The San enjoy a lot of leisure time, which they spend telling stories, making music, dancing and playing games, among other things. They have a rich culture, and that culture contains over one million years of accumulated knowledge about how to live on planet Earth. That knowledge allows them to flourish in the middle of a desert, while the farming people around them, who have forcibly taken all of the good land, work long hours, suffer from poor nutrition, and often starve.
But one million years ago, there were no farming people. All humans lived a hunting and gathering lifestyle, not unlike the San. Over the course of the last one million years, hunting and gathering humans spread out over Asia and Europe, and eventually even Australia and the Americas. This spread of humanity happened at a glacial pace, but by about 40,000 years ago, damn near every place on Earth that would support human life, was, albeit sparsely, inhabited by humans.

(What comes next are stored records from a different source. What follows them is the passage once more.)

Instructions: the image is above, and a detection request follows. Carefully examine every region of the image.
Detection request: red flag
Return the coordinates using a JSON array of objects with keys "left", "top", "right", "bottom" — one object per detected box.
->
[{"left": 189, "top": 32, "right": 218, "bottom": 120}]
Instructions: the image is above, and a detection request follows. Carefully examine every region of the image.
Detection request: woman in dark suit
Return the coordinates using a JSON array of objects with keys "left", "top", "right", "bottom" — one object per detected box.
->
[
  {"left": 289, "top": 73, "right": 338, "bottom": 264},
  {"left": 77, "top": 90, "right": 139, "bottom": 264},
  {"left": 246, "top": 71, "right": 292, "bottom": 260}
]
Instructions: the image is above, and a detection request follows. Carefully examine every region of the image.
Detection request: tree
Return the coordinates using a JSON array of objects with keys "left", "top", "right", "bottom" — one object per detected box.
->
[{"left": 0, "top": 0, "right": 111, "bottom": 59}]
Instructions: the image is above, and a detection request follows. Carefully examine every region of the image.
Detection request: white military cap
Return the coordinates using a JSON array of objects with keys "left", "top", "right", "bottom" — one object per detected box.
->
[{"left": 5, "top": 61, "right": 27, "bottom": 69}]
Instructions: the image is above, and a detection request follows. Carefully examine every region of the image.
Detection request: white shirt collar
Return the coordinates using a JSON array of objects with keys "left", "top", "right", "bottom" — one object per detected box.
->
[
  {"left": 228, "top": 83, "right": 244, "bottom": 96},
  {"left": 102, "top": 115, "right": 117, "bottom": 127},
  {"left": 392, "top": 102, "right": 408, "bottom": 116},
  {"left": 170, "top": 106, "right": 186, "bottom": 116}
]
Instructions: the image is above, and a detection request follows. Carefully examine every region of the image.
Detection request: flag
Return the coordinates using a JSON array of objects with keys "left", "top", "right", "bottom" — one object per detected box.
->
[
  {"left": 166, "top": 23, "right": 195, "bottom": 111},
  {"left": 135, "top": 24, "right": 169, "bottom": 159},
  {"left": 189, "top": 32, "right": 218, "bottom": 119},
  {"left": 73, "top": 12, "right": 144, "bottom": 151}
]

This slow spread of hunter-gatherer culture gave rise to the vast diversity of sustainable human cultures around the world, from the Inuit to the Yanomami.
40,000 years ago, humans lived all over the world, quite happily, as hunters and gatherers. I’m not saying that they didn’t have problems, or that they didn’t fight. They had problems, and they fought, but they didn’t destroy the planet. They didn’t overpopulate the planet. They didn’t overheat the planet, and they didn’t work 40-50 hours a week just to get by.
So, the question is: Why, among the thousands of indigenous cultures around the world, did just one particular culture in the Middle-East, reject the collective knowledge of a million years of culture, and begin farming?
Farming is a lot of work, and not much fun. Compared to hunting and picking berries, plowing a field with a rock tied to a stick must have seemed quite tedious. Why did they do it?
If you’ve got plenty of food, which fossil records tell us they did, why would you plant wheat and barley? Even more perplexing: Why would they sacrifice the habitat of the game animals and wild plants that had sustained them for eons, to clear fields for wheat and barley?
That is what happened, by the way. One particular culture in the Middle-East took up farming, even though they had plenty of food, and then proceeded to farm so aggressively and so passionately, that they completely destroyed their own habitat. They wiped out all of the game animals and wild plants that they had relied on since the beginning of time. What was their motivation? What madness possessed them? What did they get out of wheat and barley that was worth destroying the world for?
The answer of course is BEER. Think about it awhile. Many indigenous hunter-gatherer tribes drink fermented alcoholic beverages on occasion, usually following an abundant fruit harvest, but the founders of civilization, sought to make drunkenness a daily, rather than an annual event.
Addiction is a very powerful motivator.
Yes, all of civilization is a dysfunctional adjustment made to support an alcoholic lifestyle. Don’t you think its time that we faced the fact that we have a problem?